23-07-2017 – JOSU EGUREN

Nostalgia del imperio

El espectador que llegue a El último virrey de la India a través de Hugh Bonneville (Paddington, Paul King, 2014) reconocerá en ella una gestión de la Historia en la frecuencia de Downton Abbey (serie de TV), hasta el punto de que el último largometraje de Gurinder Chadha podría haberse constituido en secuela espiritual del exitoso culebrón televisivo de Julian Fellowes. A mediados de la década de los 40, y bajo la presión del movimiento de desobediencia civil liderado por Mahatma Gandhi, el gobierno de Churchill cedió a las presiones independistas iniciando un proceso que culminaría con la institución de la República de la India el 26 de enero de 1950. Chadha se hace testigo del proceso articulando un juego de 'arriba y abajo' en torno a la figura del Lord Mountbatten y su esposa por oposición a los 500 criados al servicio del último virrey de la joya colonial del Imperio, con especial énfasis en una pareja formada por dos jóvenes que soportan las tensiones que llevaron a la India a su desmembramiento.

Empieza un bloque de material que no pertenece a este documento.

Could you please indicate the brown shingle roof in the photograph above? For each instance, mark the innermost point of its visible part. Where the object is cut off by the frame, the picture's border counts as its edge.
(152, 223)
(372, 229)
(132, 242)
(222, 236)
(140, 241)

Los brochazos con los que perfila el símil político-romántico y la tibieza e idealización de un personaje que aparece descrito como el rehén impotente de los intereses de la metrópoli infantilizan una narrativa laxa en sus formas e insidiosamente distraída por el fulgor de lo decadente. Hay más peso simbólico-dramático en el atrezzo que ornamenta los salones del virrey de la India que en los diálogos que intercambian los personajes interpretados por Bonneville y Gillian Anderson (Mi amigo Mr. Morgan, Sandra Nettelbeck, 2013), aunque es posible que entre el público haya quien agradezca el didactismo con el que la Chadha pone cara y ojos a los principales actores de un momento histórico que dejó una profunda huella en el traumático relato familiar de la directora india. Los ejemplos de 55 días en Pekín (Nicholas Ray, 1963) o El último emperador (Bernardo Bertolucci, 1987) no sirven para situar una película que se siente mucho más cómoda en la órbita del folletín televisivo.